I am reminded of the call to service campaign that New York City ran this past summer and into the Fall (and perhaps continues, but I have not been there since September). Billboard advertisements, such as the one I snapped in the photo seen here, suggested to all who passed that "Everybody's got something to offer," and that service is really about finding what it is that you love and that you are good at, and then donating that passion to serve the public need.
There is so much to be done in the world, and there are so many opportunities for good people with real skills to make it happen--not grandiosely through major programs and press announcements, by spending their time doing what it is they do best. Speakers at the ASTD event suggested that meaningful, rigorous, and authentic volunteer experiences (my words) do belong on a resume alongside your paid professional experience, that such experiences can help to enrich and advance your career, and that those suffering through a rough economy can use this unpaid professional time spent to show future employers that the mind has been engaged and the skills have been kept sharp even when the best jobs or upcoming promotions were hard to come by. ASTD and speakers also provided some concrete tips that I will provide at the conclusion of this post.
I attended the event with Gary Nordlinger, the Coast Guard Auxiliary's Director of Policy and Resource Management, as we represented the Auxiliary on a night dedicated to volunteer service. It served as a great opportunity to speak one-on-one with several ASTD members interested in serving with us. I posted on the Flotilla Arlington | Northern Virginia earlier that day about opportunities for learning and development professionals to apply their talents in service with the Coast Guard Auxiliary; the post is available at http://nova.cgauxnet.us/news/posts/astd1209.

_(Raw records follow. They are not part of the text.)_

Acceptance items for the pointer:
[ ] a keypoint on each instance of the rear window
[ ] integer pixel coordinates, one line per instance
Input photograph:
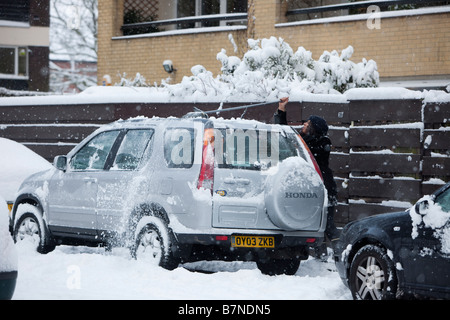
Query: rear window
(254, 148)
(179, 147)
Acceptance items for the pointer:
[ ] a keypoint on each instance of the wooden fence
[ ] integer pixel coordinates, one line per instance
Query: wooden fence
(386, 153)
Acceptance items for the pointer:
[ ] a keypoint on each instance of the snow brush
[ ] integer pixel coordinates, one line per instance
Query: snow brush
(204, 114)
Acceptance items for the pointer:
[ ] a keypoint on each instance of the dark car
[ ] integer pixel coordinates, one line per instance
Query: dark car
(402, 254)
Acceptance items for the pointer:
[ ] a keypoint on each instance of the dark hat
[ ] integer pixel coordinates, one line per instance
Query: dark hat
(319, 124)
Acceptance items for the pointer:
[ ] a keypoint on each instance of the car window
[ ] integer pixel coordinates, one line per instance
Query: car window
(179, 147)
(93, 155)
(253, 149)
(132, 149)
(444, 200)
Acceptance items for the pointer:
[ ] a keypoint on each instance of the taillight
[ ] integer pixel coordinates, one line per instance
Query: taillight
(316, 166)
(206, 177)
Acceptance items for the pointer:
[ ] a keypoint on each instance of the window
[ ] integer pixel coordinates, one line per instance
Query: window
(94, 154)
(179, 147)
(132, 149)
(254, 149)
(13, 62)
(444, 200)
(189, 8)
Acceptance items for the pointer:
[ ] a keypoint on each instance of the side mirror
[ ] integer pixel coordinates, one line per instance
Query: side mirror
(60, 163)
(421, 207)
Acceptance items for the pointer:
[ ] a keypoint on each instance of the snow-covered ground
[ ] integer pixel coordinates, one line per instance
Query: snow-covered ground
(91, 273)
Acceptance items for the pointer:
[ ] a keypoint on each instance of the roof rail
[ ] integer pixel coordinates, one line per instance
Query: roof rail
(204, 114)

My first experience with ASTD, the folks there reflect very well on what seems to be a great organization. Not only are they very welcoming to guests and newcomers--behavior not always present in these types of groups--they clearly care very much about the collective professional goal of developing better organizations and talented, educated people to make those organizations succeed. If your work is in education, training, human performance, or organizational development, you should learning more about ASTD at www.dcastd.org, and consider joining them locally or nationally. Their collective suggestions maximizing volunteer experiences include:
- Document your achievements;
- Ask about opportunities to supervise or train others;
- Identify and discuss your goals for the position with the volunteer coordinator or manager;
- Be honest about the level of commitment you can make to a role so that you can stick with it;
- Look for opportunities that inspire your creativity;
- Be passionate about the organization or task for which you are volunteering;
- If you are passionate about an organization, but don't see an advertised role that you are interested in, ask if there is a need that can be filled by creating your own role;
- Ask for references at the end of your volunteer experience;
- Ask your volunteer manager or coordinator if they will provide a recommendation on LinkedIn (make sure you list your professional volunteer experience there);
- Pay it forward - Think about asking your company you get a new job at about supporting your volunteer organization with resources;
- Network with other volunteers and staff within your volunteer organization - send them a LinkedIn invitation;
- Take the initiative - Look for opportunities not defined in your role to help the organization (do this at work, too!);
- Show your can do attitude - step up and take on tasks that may have been left undone by a volunteer who left the organization be honest about when you can get the task done; and
- Write thank you letters at the end of your experience (create good will!).